魂の望を幾億回も裏切りし者達を、許し続けるもこれが最後と構えたる月日のなんと長き事か。

 それさえも裏切りの時に比ぶれば、瞬く間の閃きに似たり。一瞬に人は知恵を得た。道具を造り、そしていがみ合い。争い、殺し合い。幾度もの繰り返しを魂は見過ごしてきた。今に起こった事ではない。何度でも、何度でも争うがいい。何時か気付いたるその時こそ、真に望む世界の終焉の為。何の力添えを惜しむものではない。総てを捧げ華やかに消滅しようぞ。人が人として、地球ほしが生き、果て、蘇るのならば。何ものをも恐れる事など有りはせぬ。

 魂達は今度こそ、永遠とわを知ったる人の為、その強大な力をもって天を裂き、大地を揺らすであろう。逃げ惑えばいい。泣き叫ぶがいい。さりとて、傷付け合う事なかれ。共に助け合い、共に荒れた地を耕せ。何時かまた命の恵みを受けし時、人が人で有る為に。畜生道を生きて来た、先人の罪を掻き消す為に。我らも共に歩もうぞ。
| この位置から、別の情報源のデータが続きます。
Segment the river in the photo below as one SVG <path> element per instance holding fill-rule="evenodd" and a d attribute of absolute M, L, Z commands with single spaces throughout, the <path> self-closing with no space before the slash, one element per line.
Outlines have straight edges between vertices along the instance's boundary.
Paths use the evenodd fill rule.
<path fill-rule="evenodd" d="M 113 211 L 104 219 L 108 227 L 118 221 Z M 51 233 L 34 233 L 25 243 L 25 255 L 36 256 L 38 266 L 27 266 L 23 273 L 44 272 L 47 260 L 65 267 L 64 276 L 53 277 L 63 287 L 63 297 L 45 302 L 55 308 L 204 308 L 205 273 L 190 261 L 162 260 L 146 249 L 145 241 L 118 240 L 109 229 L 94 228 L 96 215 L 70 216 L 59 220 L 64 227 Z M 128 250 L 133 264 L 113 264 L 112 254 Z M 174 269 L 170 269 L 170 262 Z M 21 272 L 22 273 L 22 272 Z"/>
 今一度この地球ほしが滅び行き、新たな旅を始めた時こそ、我らと人の真なる喜びの時。今この時共に生き、共に土となったとて、我らが魂は永遠の静寂の後に再びこの地に舞い戻り、歓喜に浸るに違いない。耐え続け、ようやくに遂げた魂の、そして人の心がいざないし大地。

 おお、アルカディア。今こそ我はここに立つ」


 我等は飛行艇に乘り、上空よりおっさんの演説を一部始終洩らさず聞いたが、何の事やら。

 何を言いたいのか、まったくもって訳が分からん。

 したがって、久しく診療所にも顔を出していなかったので、死にそうだった爺婆はどうしているかちょいと顔を出して、ついでにこのおっさんの事も聞いてやろうと診療所の西洋風縁台にクロと二人して並んで中を覗いてみた。

 とうとう爺婆は全滅したか、それともヤブの放蕩に呆れたか、患者は一人もいない。

 中にはあまり顔を出さない似顔絵喫茶店のオーナーと、消防署の下戸酔っ払いの相南が、やぶとこそこそやっている。

「おいおいおい、何か変なのが来ちまったよー、疫病。こら! 医者! 玉子酒なんか作ってねえで追っ払っちまえよ。あの野郎辛気臭くてたまんねえよ」

 喫茶店のオーナーで確か久蔵と言ったか、一度吾輩も似顔絵を書いてもらった事のある親父が、やぶを疫病と呼んでいる。

「なんでーすかー、貧乏神さん」

 今度は相南が久蔵を貧乏神と呼ぶ。

「死神に言ったんじゃねえよ。てめえは学がねえんだから黙ってろい。どうせあいつの素性なんか知らねえだろうがよ。おい疫病。知ってるかよ、診療所の前で訳の解らねえ御題目唱えてるいかれ金玉野郎。あいつぁ何者だい」

 久蔵までが、相南を死神と呼んでいる。

 どうやらこやつ等は、始末に悪い三柱の低級神に憑りつかれている。

 このまま何時もの様に入って行ったのでは、我等にどんな危害が及ぶやもしれん。

 ここはこっそり覗いて様子を知ったら退散すると決めた。

 クロと物陰から三柱を観察する。